Characterization of SrFe0.75Mo0.25O3−δ–La0.9Sr0.1Ga0.8Mg0.2O3−δ composite cathodes prepared by infiltration

• SrFe0.75Mo0.25O3−δ–La0.9Sr0.1Ga0.8Mg0.2O3−δ composites are fabricated using the liquid phase impregnation method.
• The nano-scale SrFe0.75Mo0.25O3−δ cathodes exhibit area specific resistances of 0.04 Ω cm2 in air at 800 °C.
• Impedance analysis shows that ionization of adsorbed oxygen is the rate-limiting step for oxygen reduction reactions.

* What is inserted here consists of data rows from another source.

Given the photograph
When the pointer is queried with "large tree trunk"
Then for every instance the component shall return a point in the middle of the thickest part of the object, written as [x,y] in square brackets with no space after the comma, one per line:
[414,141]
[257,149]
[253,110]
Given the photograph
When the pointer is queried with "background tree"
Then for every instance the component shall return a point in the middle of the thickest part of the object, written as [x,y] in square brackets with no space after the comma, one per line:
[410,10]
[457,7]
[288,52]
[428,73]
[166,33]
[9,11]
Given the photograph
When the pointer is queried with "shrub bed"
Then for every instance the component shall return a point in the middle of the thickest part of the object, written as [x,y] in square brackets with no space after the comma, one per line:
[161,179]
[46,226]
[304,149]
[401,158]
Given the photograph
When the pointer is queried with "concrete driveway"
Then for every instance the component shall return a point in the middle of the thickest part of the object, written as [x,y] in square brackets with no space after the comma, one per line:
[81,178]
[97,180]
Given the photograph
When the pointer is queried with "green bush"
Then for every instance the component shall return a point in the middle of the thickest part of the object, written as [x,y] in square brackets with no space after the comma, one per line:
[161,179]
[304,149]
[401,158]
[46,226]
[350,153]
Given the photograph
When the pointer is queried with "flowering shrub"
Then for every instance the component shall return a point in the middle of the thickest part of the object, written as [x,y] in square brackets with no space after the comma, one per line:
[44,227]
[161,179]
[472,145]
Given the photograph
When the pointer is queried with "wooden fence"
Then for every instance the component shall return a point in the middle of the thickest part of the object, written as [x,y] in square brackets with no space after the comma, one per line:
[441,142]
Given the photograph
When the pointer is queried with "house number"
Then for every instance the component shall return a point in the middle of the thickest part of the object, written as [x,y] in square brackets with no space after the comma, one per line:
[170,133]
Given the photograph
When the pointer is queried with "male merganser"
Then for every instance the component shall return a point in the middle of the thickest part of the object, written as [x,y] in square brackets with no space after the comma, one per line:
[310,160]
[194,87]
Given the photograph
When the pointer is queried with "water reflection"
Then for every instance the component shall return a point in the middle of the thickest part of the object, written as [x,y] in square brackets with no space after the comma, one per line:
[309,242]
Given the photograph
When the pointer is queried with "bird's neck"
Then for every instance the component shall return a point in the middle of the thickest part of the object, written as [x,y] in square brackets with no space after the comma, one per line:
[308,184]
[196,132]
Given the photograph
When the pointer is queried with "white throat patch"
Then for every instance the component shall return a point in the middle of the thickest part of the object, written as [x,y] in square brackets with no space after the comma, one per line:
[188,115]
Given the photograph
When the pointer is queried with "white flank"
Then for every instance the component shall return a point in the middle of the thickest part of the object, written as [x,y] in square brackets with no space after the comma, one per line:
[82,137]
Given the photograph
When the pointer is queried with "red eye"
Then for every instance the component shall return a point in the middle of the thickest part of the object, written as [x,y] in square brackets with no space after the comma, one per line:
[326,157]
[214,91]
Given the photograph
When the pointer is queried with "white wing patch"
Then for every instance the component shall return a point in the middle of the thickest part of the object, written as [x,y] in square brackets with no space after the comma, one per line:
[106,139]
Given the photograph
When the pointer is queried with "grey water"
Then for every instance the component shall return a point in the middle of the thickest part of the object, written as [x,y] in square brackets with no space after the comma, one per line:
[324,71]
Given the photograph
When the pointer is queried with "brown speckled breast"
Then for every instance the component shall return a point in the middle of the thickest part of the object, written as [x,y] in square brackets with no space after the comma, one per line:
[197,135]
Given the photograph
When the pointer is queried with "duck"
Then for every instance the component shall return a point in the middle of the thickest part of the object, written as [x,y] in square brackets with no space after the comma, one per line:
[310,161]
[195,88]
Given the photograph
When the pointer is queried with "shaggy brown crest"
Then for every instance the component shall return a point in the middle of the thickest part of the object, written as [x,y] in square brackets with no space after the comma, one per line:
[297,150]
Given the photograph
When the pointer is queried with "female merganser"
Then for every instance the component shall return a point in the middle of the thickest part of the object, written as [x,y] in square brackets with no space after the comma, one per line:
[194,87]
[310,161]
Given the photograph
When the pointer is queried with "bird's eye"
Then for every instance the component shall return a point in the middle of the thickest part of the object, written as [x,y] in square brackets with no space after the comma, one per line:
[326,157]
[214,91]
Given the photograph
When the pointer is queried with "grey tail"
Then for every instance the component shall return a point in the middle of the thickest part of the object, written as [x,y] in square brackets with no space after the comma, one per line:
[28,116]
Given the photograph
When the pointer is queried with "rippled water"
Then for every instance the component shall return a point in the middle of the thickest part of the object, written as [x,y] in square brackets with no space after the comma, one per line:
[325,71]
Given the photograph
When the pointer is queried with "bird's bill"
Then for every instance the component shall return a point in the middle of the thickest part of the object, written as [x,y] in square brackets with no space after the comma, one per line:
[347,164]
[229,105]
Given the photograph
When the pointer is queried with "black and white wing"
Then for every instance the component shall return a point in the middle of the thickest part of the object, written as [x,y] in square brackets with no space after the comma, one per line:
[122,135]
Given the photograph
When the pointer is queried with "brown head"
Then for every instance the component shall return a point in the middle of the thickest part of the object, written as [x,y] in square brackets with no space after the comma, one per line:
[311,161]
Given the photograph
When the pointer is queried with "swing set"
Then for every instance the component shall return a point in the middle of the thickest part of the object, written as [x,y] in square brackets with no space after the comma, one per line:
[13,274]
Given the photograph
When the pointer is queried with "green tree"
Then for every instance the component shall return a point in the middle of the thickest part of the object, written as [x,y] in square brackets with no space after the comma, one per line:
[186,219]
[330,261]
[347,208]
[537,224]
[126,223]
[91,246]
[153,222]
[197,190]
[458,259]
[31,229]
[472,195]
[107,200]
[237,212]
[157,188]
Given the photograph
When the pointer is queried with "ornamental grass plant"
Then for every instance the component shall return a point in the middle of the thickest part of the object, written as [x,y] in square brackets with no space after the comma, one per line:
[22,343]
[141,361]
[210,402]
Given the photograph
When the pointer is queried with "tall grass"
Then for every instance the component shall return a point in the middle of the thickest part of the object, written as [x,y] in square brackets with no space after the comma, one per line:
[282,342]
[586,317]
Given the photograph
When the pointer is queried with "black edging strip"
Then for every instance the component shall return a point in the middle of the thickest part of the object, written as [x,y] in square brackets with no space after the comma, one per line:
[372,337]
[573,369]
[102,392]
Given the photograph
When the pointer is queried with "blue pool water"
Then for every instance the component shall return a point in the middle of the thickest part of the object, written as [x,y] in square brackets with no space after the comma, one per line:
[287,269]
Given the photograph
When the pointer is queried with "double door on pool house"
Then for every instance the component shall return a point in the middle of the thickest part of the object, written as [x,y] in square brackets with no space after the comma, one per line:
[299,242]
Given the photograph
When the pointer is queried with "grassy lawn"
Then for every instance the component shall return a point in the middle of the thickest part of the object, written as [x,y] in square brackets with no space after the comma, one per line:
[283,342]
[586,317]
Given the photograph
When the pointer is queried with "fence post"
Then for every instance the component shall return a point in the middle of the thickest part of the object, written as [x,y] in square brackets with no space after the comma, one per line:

This paper describes the structure and electrochemical properties of composite cathodes for solid oxide fuel cells fabricated by infiltration of aqueous solutions corresponding to SrFe0.75Mo0.25O3−δ (SFMO) into porous La0.9Sr0.1Ga0.8Mg0.2O3−δ (LSGM) backbones. XRD measurement confirms the predominance of the perovskite SFMO oxides in the infiltrates together with some minor impurities of SrMoO4 after calcinations at 850–1100 °C. The cathode polarization resistance as obtained from impedance measurement on symmetric cathode fuel cells exhibits a pronounced increase as a function of calcinations temperature due to increased SFMO particle sizes, e.g., 0.04 Ω cm2 for 70 nm-sized catalysts calcinated at 850 °C versus 0.11 Ω cm2 for 400 nm-sized catalysts calcinated at 1100 °C. Oxygen partial pressure and temperature dependence of impedance data shows that oxygen reduction kinetics is largely determined by ionization of adsorbed oxygen atoms on the SFMO catalysts.